The point is, there was a lot of nasty industrial activity in this country pre Clean Air Act. Everyone should be concerned and get their property tested IMO, especially if you have kids. I'm not trying to be alarmist; it doesn't affect my day to day life, it's just something to know. I still grow veggies in my garden, I just use raised beds and dirt from bags from Home Depot.
Among other things (including a nuclear meltdown):
> On 11 December 2002, a Department of Energy (DOE) official, Mike Lopez, described typical clean-up procedures executed by Field Lab employees in the past. Workers would dispose of barrels filled with highly toxic waste by shooting the barrels with rifles so that they would explode and release their contents into the air. It is unclear when this process ended, but for certain did end prior to the 1990s.[29]
I grew up on a farm where the property has since been divided up and houses built. I remember how my parents were about gasoline for washing paint brushes and old motor oil for painting fences and burning plastics and electronics in the burn barrel. Who knows what happened to pesticide containers. There was a stack of lead pipes I played with occasionally. No idea what pipes were in the house, but it was old, so.

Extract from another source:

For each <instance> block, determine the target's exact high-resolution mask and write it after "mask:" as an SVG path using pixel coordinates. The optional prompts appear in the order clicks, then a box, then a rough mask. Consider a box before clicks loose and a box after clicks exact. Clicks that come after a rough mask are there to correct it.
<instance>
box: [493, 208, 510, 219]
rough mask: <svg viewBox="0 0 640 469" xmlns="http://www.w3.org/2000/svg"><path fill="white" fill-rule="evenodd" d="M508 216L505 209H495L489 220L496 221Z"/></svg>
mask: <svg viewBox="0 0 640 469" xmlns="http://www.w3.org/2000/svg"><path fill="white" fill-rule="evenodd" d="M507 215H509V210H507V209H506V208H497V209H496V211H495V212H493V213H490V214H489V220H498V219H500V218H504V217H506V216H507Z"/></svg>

And I totally wonder whether people are growing food there, soaking all of that up.
I found that my backyard soil has very low lead levels from the UMass Soil & Plant Nutrient Testing Laboratory. You can test your soil lead levels, along with nutrient contents of your soil as it pertains to the types of plants you have by sending a sample and $20 to UMass: https://ag.umass.edu/services/soil-plant-nutrient-testing-la...
I just found that the University of New Hampshire offers a similar test with an additional heavy metals package available which covers cadmium, chromium, copper, lead, nickel & zinc: https://extension.unh.edu/resource/soil-testing-forms
UK suburban soil can also be bad as people used to throw fireplace ashes in their gardens, which can concentrate contaminants. I ate from my home allotment for years until a neighbour told me he had recently tested his soil and found it heavy with lead and other rubbish.